94% of patients with GLP HEK amenable mutations in the ERT group (15 out of 16) elected to switch from ERT to migalastat for the 12-month treatment extension.
John F. Crowley, Chairman and Chief Executive Officer of Amicus Therapeutics, Inc., stated, "We are very pleased to be advancing our Fabry monotherapy chaperone program into the final stages of drug development for Fabry patients with amenable mutations.
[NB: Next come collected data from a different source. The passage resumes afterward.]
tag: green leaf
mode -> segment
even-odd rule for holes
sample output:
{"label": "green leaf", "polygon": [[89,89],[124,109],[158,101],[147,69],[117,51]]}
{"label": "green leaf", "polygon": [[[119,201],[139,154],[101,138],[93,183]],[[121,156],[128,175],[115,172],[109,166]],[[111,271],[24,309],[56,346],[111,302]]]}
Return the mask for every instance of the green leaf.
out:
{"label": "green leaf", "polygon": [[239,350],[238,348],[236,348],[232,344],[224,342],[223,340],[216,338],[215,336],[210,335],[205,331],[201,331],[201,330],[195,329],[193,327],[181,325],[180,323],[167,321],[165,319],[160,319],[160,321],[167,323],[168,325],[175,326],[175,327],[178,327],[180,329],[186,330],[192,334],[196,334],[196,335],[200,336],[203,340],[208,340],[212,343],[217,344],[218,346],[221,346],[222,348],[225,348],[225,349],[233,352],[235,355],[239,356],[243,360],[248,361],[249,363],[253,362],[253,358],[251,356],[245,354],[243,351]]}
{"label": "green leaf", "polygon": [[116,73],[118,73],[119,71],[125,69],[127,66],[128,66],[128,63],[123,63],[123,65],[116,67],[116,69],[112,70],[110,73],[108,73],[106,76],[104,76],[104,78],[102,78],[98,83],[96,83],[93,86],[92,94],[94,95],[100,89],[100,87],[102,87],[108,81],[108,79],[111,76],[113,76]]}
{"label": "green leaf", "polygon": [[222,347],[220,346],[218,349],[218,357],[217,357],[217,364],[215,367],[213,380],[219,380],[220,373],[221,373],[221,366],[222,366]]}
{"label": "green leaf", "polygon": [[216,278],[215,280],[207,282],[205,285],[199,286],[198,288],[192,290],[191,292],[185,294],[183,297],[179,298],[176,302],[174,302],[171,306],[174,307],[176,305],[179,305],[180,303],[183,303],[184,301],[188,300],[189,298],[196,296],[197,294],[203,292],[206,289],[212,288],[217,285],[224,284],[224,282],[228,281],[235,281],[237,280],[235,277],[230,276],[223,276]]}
Following on the heels of our recent positive results from our first Phase 3 registration Study 011, we are on track to report data in the third quarter of this year from Study 012, in which patients have volunteered to switch from ERT to our oral chaperone migalastat as their only therapy for Fabry disease. Pending positive data from this Study 012, we expect to submit a marketing application for migalastat monotherapy in Europe. We also plan to meet with the Food and Drug Administration in the fourth quarter of this year to discuss the data from both of our Phase 3 Fabry monotherapy studies, to determine the fastest U.S. registration pathway for migalastat. Together these studies represent the largest registration program ever conducted in Fabry disease. Hopefully, migalastat will become an important new medicine for the treatment of Fabry disease, where so much unmet need remains."